En nuestro país, el derecho y la política de competencia van por carriles opuestos desde hace décadas. El derecho se encuentra bien nutrido, con una legislación moderna y una comunidad de profesionales y académicos plenamente activa e informada. Para cerrar este círculo, restaría que las universidades incluyan la materia en sus cursos de grado y que no se limite su enseñanza a estudios de posgrado, y, más importante aún, que el tema deje de ser exclusivo de supuestas elites, y sea más y mejor conocido por todos los ciudadanos.
Desde el inicio del milenio, la política de competencia ha vivido en una montaña rusa. Su evolución ha sido como un electrocardiograma, con alzas y bajas muy marcadas, que impiden que la defensa de la competencia se convierta, de una buena vez, en una política pública de largo plazo, como ordena la Constitución nacional. Veamos por qué.

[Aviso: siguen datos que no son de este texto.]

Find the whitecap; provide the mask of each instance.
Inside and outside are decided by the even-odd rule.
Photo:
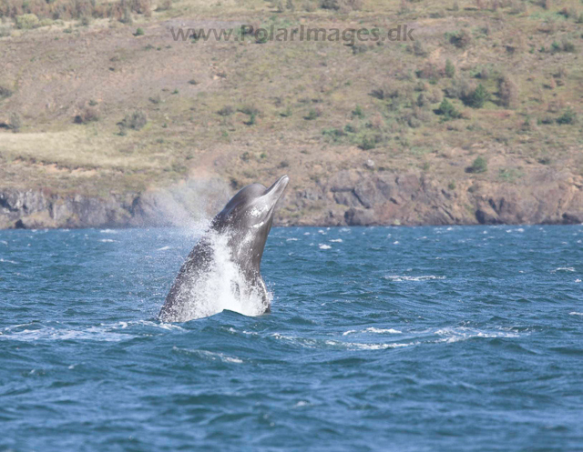
[[[210,352],[208,350],[193,350],[190,348],[179,348],[178,347],[173,347],[172,350],[175,352],[184,353],[186,355],[197,355],[205,359],[210,359],[210,361],[222,361],[223,363],[235,363],[241,364],[243,362],[242,359],[237,357],[230,357],[229,355],[225,355],[223,353],[215,353]]]
[[[296,403],[293,407],[294,408],[299,408],[302,407],[307,407],[309,405],[312,405],[310,402],[308,402],[307,400],[300,400],[298,403]]]
[[[557,272],[574,272],[575,268],[572,266],[559,266],[558,268],[555,268],[554,270],[551,270],[551,273],[557,273]]]
[[[388,276],[384,276],[385,279],[390,279],[391,281],[429,281],[432,279],[445,279],[445,276],[435,276],[434,275],[426,275],[421,276],[398,276],[398,275],[389,275]]]
[[[497,337],[518,337],[517,333],[498,332],[498,331],[481,331],[475,328],[467,328],[465,326],[460,326],[456,328],[443,328],[438,329],[435,333],[437,336],[443,336],[445,337],[437,339],[435,342],[445,342],[448,344],[454,342],[459,342],[462,340],[472,339],[475,337],[484,338],[497,338]]]
[[[375,328],[374,326],[371,326],[370,328],[366,328],[364,331],[368,332],[368,333],[377,333],[377,334],[383,334],[383,333],[389,333],[392,335],[400,335],[402,333],[402,331],[399,331],[398,329],[394,329],[394,328]]]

Desde septiembre de 1999 hasta la fecha, los gobiernos nacionales que se sucedieron han sido de los más diversos tintes políticos e ideológicos, pero todos tienen en común que ninguno tuvo la voluntad firme de cumplir el diseño institucional dispuesto por el legislador en materia de competencia. Es decir, incluido el actual, los últimos doce presidentes de la República Argentina han incumplido la ley escrita y la manda constitucional.
Paradójicamente, recientemente se anunció el Premio Nobel de Economía a Daron Acemoglu, Simon Johnson y James Robinson “por sus estudios sobre cómo se forman las instituciones y cómo estas afectan la prosperidad”. Sus ideas sobre cómo las instituciones influyen en la prosperidad demuestran que trabajar para apoyar la democracia y las instituciones inclusivas es una manera importante de avanzar en la promoción del desarrollo económico. Cualquier semejanza con las razones que motivan el frágil enforcement de la ley de competencia argentina no es mera coincidencia.
Nos preguntamos si la política de competencia tiene esperanzas de sobrevivir en nuestro país. En este contexto, aunque podríamos analizar si estamos ante un enfermo terminal o un paciente en coma, parece más oportuno concluir que estamos ante una cuestión de fe. Por eso, elijo creer.
El talón de Aquiles de nuestra política de competencia ha sido, y continúa siendo a la fecha, la sistemática falta de puesta en funcionamiento de la autoridad independiente creada por ley (tanto en la ley de 1999 como en la de 2018). Anomia boba, a la que hacía referencia Carlos Nino en su libro Un país al margen de la ley.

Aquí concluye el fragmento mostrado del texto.